Einwanderungsexperten und Interessengruppen empfehlen, die Frist zu verlängern, um den Betroffenen mehr Zeit für den Übergang zu eVisas zu geben.

Dies würde sicherstellen, dass jeder die Möglichkeit hat, den Prozess zu verstehen und die notwendigen digitalen Unterlagen zu erhalten.

Die Bereitstellung von umfassender Unterstützung und Ressourcen, die dem Einzelnen helfen, den Übergang zu bewältigen, ist ebenfalls von entscheidender Bedeutung.

Dazu gehören klare Anweisungen, benutzerfreundliche digitale Tools und Unterstützung für diejenigen, die zusätzliche Hilfe beim Zugriff auf das eVisa-System oder bei dessen Nutzung benötigen.

Hawkins schlug außerdem vor, dass alle Personen mit britischem Einwanderungsstatus einen Reiseausweis anstelle des Sharecode-Systems erhalten sollten.

Dabei kann es sich um einen physischen und originalen Nachweis des Einwanderungsstatus handeln oder um eine digitale Darstellung, wie z.B. einen 2D-Strichcode.

Dies kann Bedenken hinsichtlich der Genauigkeit digitaler Aufzeichnungen zerstreuen und sicherstellen, dass Migranten ihre Rechte in verschiedenen Situationen leicht nachweisen können.

Hawkins fügte hinzu, dass es eine 24/7-Support-Hotline für Menschen geben sollte, denen das Boarding aufgrund von Systemfehlern beim Nachweis ihres Einwanderungsstatus verweigert wurde.

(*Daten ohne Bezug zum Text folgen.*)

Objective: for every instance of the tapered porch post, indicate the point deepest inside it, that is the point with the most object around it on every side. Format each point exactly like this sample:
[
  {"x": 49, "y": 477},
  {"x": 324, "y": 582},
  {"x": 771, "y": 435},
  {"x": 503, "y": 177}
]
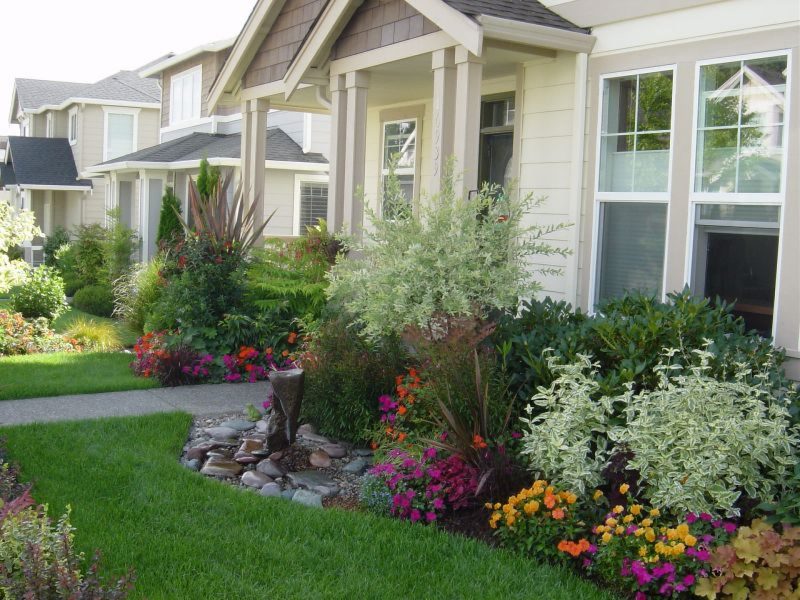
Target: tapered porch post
[
  {"x": 357, "y": 83},
  {"x": 254, "y": 155},
  {"x": 336, "y": 160},
  {"x": 444, "y": 96},
  {"x": 466, "y": 138}
]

Sie sagte, es müsse auch eine klare Entschädigungsstruktur für die Probleme der Reisenden geben.

Einige Gruppen fordern die Regierung außerdem auf, das neue digitale Einwanderungssystem gründlich zu überprüfen, bevor es für alle verpflichtend wird.

Dies würde dazu beitragen, potenzielle Probleme oder Schwachstellen zu erkennen und zu beheben, bevor sie weitreichende Probleme verursachen.